82 1995年8月

『新郵便処理システムのシミュレーション分析』

―局内処理モデルの開発―

                       技術開発研究センター前主任研究官 渡辺 昇治
                                  主任研究官 磯部 俊吉
  1.  シミュレーションはOR(オペレーションズ・リサーチ)の手法の1つであり、システムや設備の設計において、実際にこれらを稼働させる前段階での検討、分析手法として、生産システム、ロジスティックシステム、通信システム等の分野で幅広く使われている。
  2.  一方、郵便処理システムの分野においては、新しいシステムを導入する場合、機械が何台必要かとか、処理が結束時刻に間に合うかとか、ボトルネックを見つけ出し、より効果的な処理方法を探す等々の検討には、これまでシミュレーションはほとんど使われていなかった。
  3.  本研究ではバーコードを用いた新しい郵便処理システムによる1つ地域区分局の局内作業のシミュレーションモデルを開発し、上記検討のほか、必要なマンパワー、機械設備の稼働率、運用方法等について検討を行った。

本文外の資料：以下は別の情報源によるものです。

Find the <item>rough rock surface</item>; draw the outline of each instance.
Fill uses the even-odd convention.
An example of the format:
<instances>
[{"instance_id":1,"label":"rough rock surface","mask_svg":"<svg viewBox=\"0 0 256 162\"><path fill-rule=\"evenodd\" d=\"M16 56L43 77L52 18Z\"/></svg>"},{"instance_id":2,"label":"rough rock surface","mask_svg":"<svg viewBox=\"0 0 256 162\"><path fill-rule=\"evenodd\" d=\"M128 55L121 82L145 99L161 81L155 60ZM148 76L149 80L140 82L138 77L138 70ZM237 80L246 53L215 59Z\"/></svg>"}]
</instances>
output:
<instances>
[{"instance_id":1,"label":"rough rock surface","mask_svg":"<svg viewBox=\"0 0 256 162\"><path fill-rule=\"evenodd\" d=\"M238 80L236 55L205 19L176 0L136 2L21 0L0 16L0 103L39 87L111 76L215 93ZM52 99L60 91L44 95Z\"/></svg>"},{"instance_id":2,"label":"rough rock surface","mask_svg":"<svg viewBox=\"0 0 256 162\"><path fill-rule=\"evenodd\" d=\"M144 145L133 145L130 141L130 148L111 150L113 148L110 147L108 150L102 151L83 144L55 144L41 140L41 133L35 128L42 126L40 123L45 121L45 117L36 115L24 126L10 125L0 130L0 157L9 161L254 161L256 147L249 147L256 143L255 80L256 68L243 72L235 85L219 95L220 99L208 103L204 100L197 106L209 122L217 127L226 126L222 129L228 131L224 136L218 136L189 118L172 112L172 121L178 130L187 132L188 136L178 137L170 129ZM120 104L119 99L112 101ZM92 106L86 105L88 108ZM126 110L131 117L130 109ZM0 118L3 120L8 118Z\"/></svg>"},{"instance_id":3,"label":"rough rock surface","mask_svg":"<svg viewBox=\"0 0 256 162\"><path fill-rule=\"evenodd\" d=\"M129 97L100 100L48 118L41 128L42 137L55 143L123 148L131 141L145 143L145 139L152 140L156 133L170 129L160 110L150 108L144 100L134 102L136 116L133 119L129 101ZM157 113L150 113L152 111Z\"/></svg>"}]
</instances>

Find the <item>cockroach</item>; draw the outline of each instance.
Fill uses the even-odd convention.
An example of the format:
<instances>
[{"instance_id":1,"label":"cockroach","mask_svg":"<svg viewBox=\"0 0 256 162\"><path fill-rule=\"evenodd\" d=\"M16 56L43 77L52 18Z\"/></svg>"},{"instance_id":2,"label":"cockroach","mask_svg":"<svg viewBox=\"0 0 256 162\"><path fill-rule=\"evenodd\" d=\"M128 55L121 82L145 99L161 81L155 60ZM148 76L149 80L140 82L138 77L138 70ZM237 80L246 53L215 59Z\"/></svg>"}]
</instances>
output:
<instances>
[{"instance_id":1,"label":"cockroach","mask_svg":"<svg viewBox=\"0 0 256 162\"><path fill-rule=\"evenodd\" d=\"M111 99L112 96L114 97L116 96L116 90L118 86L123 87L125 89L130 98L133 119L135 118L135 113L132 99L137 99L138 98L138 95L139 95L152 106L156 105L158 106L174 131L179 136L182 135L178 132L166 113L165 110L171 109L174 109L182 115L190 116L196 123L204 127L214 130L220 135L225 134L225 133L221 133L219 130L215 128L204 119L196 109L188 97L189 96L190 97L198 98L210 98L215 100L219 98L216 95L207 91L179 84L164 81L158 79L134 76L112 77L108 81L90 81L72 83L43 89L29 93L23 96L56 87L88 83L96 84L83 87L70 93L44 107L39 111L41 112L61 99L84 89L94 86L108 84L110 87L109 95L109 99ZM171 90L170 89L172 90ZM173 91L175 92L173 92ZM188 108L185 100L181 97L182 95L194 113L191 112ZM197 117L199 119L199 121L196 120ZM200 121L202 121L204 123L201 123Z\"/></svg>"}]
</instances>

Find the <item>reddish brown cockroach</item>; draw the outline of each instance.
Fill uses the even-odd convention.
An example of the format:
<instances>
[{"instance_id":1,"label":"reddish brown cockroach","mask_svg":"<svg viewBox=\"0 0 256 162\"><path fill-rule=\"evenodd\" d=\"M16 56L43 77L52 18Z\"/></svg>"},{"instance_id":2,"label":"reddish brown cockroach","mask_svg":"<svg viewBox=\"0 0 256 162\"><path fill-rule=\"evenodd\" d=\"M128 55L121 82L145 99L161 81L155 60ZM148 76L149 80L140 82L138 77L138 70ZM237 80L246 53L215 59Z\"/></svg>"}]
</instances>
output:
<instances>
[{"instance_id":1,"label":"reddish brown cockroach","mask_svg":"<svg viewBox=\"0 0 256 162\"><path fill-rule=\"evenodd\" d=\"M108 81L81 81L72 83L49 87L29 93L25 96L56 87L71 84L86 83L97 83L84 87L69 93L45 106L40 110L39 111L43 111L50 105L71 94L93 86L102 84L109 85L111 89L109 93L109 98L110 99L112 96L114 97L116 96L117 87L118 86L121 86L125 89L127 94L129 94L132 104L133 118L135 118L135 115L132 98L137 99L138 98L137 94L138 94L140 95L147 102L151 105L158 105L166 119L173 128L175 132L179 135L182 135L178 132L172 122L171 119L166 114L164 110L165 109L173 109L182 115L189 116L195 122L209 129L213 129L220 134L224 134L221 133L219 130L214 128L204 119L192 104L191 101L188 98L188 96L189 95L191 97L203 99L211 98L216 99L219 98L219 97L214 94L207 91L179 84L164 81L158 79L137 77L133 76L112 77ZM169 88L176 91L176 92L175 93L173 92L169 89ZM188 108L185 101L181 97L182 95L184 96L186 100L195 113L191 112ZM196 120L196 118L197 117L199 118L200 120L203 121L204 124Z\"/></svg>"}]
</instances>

新しい郵便処理システムでは個々の郵便物にバーコードを付与し、差立て(あて先ごと)から配達(配達順に並べる道順組立の作業を含む)までの区分を機械処理で行うものである。配達側では道順組立の作業が大幅に効率化されるが、差立側では新たにVCS(ビデオコーディングシステム:郵便物のあて名画像を見て、打鍵入力等によりバーコードを付与)の作業が追加となる。VCSには各種の形態が考えられるが、シミュレーションによりこれらの稼働効率や所要人員を把握しておくことも必要である。さらに、システムの変動要因として、時間帯別引受郵便物数、バーコード記載率(機械処理率)、ハンドリング時間等も考慮した。これらがシステムにどのように影響しているかの感度分析を行った。
  4.  時間帯別郵便物数等(郵便局の規模に対応)を入力し、シミュレーションを実行すれば、システムの稼働状況のダイナミックな把握が可能となり、必要となる新型区分機の台数、VCS所要人員について、適切かどうかおよその目安となる情報が出力される。このことは、局内郵便物処理システムの構築に際し、ある条件を決めれば、シミュレーションが設備の台数、所要人員を決定する場合の支援ツールとして活用し得ることを示している。
  5.  シミュレーションの活用を成果あるものとするには、問題点の明確化、モデルの簡素化・単純化、データ収集が必要であり、他に、シミュレーション技術者と現場との絶えざるコミュニケーションも重要である。
  6.  なお、本論文はシミュレーションによる1つの検討例を示すものであって、新郵便処理フローやパラメータ値はバーコード導入後の新郵便処理システムの実施計画そのものを示すものではない。